Moneybox

Why Are So Many People Getting M.A.s and M.F.A.s?

Until recently, I was primarily under the impression that the typical “adjunct” instructor was someone with a Ph.D. who’d failed to get a tenure track job. New Modern Language Association President Michael Bérubé says this isn’t true and wants people to stop repeating it:

As for that “glut of Ph.D.s” driving down NTT wages: I am beginning to get the sense that everyone and her brother believes that NTT faculty are made up of Ph.D.s who didn’t get TT jobs. Yes, of course, some of them are. But most of them are not. Though it comes as a surprise to many people (it certainly surprised me), we are talking about two wholly distinct labor markets. The tenure-track market is national, and is populated mostly by Ph.D.s; the NTT market is local, and is populated chiefly by holders of the M.A. or M.F.A. So, once again with feeling:

“according to the 2004 National Study of Postsecondary Faculty, 65.2 percent of nontenure-track faculty members hold the M.A. as their highest degree—57.3 percent in four-year institutions, 76.2 percent in two-year institutions. There are many factors affecting the working conditions of adjuncts, but the production of PhDs isn’t one of the major ones.”

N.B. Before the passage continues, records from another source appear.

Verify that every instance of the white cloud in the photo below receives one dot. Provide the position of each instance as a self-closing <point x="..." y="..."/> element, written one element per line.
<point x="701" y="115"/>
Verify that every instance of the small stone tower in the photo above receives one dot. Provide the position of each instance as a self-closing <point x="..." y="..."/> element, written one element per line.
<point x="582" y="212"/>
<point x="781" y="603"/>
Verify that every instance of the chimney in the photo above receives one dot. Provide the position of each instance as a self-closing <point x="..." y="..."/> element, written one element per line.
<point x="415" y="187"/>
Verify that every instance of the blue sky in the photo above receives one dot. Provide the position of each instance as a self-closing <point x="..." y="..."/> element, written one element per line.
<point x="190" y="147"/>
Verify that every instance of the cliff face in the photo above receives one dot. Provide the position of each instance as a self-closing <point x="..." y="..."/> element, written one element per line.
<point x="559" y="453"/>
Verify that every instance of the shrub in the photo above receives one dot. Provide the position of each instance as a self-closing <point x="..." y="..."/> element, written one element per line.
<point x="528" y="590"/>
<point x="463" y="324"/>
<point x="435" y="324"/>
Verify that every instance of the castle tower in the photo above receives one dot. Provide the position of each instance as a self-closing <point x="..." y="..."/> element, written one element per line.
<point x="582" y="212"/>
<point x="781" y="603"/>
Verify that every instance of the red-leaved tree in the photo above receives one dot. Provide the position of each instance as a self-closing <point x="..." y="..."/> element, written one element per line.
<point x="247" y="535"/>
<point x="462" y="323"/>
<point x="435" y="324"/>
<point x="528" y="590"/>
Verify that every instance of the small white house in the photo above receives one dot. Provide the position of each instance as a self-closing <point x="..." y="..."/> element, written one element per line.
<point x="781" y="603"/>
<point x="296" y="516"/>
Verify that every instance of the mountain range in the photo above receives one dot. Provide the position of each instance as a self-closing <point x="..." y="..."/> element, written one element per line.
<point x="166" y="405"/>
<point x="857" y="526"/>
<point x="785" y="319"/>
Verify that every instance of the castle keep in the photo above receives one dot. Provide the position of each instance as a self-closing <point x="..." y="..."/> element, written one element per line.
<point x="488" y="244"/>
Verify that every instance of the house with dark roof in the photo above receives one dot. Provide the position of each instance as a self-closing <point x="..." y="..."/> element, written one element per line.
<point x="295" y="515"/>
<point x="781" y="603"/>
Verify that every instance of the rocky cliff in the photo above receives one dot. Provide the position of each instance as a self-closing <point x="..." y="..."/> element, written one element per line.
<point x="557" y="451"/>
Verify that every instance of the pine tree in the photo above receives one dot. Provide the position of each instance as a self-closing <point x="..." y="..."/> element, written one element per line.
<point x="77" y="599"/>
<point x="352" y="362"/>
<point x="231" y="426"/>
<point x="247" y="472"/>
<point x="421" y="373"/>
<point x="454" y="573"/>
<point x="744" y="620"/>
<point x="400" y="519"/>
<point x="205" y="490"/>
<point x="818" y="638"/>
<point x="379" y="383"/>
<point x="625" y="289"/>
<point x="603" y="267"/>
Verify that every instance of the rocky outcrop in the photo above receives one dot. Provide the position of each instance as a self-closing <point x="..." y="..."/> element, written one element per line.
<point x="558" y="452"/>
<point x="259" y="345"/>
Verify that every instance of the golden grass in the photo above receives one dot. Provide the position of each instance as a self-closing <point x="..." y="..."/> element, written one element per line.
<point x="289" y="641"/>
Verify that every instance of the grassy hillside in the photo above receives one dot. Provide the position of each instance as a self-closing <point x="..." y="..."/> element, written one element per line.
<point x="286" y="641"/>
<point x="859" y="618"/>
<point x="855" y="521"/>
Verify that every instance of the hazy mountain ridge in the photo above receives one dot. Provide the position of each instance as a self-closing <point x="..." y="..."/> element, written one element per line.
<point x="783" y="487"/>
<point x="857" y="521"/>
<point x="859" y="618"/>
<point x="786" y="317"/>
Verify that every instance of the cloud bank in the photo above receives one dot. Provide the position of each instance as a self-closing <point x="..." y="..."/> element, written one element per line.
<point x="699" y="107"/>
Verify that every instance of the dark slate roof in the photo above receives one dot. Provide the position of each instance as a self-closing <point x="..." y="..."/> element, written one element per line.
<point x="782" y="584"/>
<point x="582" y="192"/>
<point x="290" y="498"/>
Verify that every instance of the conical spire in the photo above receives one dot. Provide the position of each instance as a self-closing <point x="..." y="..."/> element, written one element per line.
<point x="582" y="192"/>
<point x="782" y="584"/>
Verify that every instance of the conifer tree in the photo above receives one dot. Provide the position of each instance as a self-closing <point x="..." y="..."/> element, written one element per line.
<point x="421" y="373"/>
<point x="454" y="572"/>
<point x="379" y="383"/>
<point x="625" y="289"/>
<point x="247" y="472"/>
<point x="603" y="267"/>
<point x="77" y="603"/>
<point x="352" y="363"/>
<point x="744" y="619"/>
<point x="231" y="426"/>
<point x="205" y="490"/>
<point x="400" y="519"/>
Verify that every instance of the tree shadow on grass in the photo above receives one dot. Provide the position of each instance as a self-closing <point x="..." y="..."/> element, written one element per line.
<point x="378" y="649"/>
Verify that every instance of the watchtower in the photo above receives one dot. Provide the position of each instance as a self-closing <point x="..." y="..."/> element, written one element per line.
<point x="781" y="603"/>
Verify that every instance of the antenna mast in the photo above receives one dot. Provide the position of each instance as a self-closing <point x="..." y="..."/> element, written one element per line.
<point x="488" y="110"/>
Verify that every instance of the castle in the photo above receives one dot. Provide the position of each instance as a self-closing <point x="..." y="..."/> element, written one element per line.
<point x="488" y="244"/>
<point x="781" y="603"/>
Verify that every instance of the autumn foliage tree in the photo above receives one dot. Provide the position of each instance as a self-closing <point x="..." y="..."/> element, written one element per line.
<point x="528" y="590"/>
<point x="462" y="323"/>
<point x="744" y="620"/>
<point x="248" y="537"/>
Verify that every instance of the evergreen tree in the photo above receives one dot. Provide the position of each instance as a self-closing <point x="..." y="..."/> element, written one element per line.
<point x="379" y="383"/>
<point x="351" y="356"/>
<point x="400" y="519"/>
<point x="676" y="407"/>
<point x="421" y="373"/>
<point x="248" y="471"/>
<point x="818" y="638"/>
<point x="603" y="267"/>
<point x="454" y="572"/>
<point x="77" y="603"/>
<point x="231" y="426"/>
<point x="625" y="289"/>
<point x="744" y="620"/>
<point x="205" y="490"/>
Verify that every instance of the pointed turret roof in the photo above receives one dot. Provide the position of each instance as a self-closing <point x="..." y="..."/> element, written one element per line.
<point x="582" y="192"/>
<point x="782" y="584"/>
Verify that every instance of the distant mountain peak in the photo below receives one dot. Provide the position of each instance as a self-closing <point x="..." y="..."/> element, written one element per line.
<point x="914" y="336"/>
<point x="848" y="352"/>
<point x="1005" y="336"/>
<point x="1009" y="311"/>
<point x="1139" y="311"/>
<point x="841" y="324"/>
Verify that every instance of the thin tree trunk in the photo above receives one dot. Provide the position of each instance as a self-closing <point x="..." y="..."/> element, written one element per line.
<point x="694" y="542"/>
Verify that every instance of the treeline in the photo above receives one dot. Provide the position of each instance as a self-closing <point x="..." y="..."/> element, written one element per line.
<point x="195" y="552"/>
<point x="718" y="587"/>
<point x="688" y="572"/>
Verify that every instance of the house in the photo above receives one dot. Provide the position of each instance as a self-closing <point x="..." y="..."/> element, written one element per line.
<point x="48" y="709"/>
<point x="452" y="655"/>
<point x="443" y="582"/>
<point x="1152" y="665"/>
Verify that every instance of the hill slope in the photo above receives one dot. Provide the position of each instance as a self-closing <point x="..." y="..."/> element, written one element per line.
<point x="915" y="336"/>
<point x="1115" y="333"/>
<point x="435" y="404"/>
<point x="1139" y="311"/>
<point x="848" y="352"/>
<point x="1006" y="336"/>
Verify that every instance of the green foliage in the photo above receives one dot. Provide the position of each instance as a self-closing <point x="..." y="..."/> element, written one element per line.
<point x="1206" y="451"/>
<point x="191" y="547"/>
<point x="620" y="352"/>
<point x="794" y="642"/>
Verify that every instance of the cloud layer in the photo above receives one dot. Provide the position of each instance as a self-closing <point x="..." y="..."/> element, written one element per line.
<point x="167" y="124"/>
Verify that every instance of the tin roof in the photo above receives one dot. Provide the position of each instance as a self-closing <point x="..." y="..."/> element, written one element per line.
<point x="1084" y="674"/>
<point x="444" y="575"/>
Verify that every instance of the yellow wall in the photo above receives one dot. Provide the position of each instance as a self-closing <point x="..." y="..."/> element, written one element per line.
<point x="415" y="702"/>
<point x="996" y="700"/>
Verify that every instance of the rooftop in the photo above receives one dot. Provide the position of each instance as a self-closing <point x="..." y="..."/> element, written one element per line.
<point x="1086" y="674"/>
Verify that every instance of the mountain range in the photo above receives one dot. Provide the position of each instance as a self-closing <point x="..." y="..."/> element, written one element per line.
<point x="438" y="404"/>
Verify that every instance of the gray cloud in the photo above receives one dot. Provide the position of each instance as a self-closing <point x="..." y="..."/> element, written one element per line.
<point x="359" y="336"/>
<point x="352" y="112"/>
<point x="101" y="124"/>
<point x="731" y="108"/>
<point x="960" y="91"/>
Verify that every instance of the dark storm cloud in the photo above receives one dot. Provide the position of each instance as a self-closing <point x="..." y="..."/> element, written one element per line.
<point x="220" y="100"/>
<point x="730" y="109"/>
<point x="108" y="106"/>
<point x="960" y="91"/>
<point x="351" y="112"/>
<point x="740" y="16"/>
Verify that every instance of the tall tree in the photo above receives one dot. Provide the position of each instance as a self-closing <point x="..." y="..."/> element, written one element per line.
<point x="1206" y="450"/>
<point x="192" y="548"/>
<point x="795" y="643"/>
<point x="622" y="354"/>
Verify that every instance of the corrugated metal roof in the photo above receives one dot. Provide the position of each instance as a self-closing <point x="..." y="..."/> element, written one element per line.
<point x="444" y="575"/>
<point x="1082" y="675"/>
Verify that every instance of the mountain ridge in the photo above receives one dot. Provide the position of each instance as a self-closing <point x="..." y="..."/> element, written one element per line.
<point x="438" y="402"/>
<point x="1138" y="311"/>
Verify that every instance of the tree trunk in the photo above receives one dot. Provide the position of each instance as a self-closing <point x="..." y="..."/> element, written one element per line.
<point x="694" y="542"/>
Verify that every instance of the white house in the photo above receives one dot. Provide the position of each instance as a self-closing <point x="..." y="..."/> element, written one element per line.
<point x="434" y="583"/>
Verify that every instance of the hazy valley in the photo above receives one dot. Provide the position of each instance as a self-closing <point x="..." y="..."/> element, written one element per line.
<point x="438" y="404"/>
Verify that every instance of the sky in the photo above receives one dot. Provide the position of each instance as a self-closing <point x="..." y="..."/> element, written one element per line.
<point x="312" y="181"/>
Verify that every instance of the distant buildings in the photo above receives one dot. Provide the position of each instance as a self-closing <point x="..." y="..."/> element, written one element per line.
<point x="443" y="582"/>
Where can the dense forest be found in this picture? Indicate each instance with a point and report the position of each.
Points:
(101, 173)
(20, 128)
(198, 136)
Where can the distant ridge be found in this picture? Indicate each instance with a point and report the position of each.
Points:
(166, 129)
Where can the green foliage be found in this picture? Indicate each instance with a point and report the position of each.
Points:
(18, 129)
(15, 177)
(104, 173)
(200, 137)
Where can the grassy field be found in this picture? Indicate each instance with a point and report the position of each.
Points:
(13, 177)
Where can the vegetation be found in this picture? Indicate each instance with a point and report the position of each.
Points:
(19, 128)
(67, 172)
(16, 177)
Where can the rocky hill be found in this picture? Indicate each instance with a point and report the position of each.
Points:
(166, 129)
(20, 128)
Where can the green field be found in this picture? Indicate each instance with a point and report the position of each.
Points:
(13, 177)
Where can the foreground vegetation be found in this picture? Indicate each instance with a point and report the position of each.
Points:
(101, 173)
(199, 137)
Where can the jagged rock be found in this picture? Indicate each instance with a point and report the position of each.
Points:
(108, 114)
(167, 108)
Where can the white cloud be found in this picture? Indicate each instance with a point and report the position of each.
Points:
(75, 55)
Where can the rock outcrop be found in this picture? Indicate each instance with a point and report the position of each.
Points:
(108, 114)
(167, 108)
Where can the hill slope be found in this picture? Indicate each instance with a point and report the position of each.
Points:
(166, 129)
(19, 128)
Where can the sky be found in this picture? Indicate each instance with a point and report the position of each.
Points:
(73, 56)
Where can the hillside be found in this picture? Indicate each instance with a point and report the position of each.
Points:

This is an important point, but it seems to just push the question at issue back one stage. Rather than universities overproducing Ph.D.s based on overpromising to prospective Ph.D. candidates about their likely career outlook, it seems that universities are overproducing M.A.s and M.F.A.s based on overpromising to prospective MA students about their likely career outlook. University humanities departments are a funny kind of labor market, because they’re in the business of producing a product (people with advanced degrees in the humanities) of which they are also the only substantial purchasers. Tenure-track professors are concerned about the low wages and poor working conditions of nontenure-track faculty for both self-interested and altruistic reasons, but the situation seems clearly driven by a high supply of people qualified for nontenure-track teaching positions—with the qualifications being handed out by departments controlled by tenure-track professors.

Another factor here is that the United States is strangely restrictive about who’s allowed to teach in K-12 schools. A freshly minted M.F.A. from Yale would generally be allowed to teach university-level courses but not to teach high school English in Connecticut.